We come from different corners of the country (in some cases, corners of the world) to compete for another four years among even tougher competition. Most everyone I know has gone to ACES at least once to check their class rank. Whether the result is a grimace or a smile, we want to know where we lie.

Looking deeper, there is (not shockingly) an aspect of drama. Adding a rating to something adds emphasis. Sure a class can be boring, but when a person describes it as the worst thing they have ever experienced in their academic lives, it takes on a totally different meaning. Some people need to live in hyperbole because melodrama makes the triteness of daily life interesting. A bad date is information on how your evening went; a painful evening with a wretched person can spark interest and requests for details.

 

We're part of a need-to-know society where a significant portion wants to tell. It's a symbiosis of indulgence and divulgence. And the interesting part is how subtle ranking can be. It wasn't until I focused on the language on campus that I realized how much of a crutch it is.

 

While assigning ratings to people, places and things is meant to signify their  importance, when it's used all the time it loses the effect.

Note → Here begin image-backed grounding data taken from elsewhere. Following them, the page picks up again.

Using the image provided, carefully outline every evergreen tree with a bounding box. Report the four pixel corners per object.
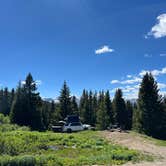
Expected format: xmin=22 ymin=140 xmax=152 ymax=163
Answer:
xmin=0 ymin=89 xmax=3 ymax=114
xmin=132 ymin=102 xmax=142 ymax=131
xmin=10 ymin=74 xmax=44 ymax=131
xmin=96 ymin=91 xmax=109 ymax=130
xmin=53 ymin=103 xmax=62 ymax=123
xmin=92 ymin=91 xmax=98 ymax=125
xmin=113 ymin=89 xmax=127 ymax=129
xmin=79 ymin=90 xmax=92 ymax=124
xmin=88 ymin=91 xmax=94 ymax=125
xmin=50 ymin=100 xmax=56 ymax=121
xmin=0 ymin=88 xmax=12 ymax=115
xmin=49 ymin=100 xmax=63 ymax=128
xmin=59 ymin=81 xmax=71 ymax=119
xmin=159 ymin=97 xmax=166 ymax=139
xmin=105 ymin=90 xmax=113 ymax=124
xmin=10 ymin=82 xmax=25 ymax=125
xmin=0 ymin=88 xmax=15 ymax=116
xmin=125 ymin=100 xmax=133 ymax=130
xmin=79 ymin=89 xmax=86 ymax=114
xmin=71 ymin=96 xmax=79 ymax=115
xmin=138 ymin=73 xmax=163 ymax=138
xmin=10 ymin=88 xmax=15 ymax=110
xmin=51 ymin=100 xmax=55 ymax=115
xmin=3 ymin=88 xmax=10 ymax=115
xmin=41 ymin=101 xmax=51 ymax=130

That's the problem with persistent ranking-you become the person who cries wolf, thus making the truly big moments indistinguishable from the rest.

 

So what's the big conclusion? There really is none. This week was meant for observation. No analysis of hook-ups. No columns about black lace underwear and sororities that stink of ignorance and trigger dry heaves. After all the hoopla about no variety in the editorial pages, it was time to go back to the basics and look at the larger student population.

 

Jen Wlach is a Trinity senior. Her column appears every other Wednesday.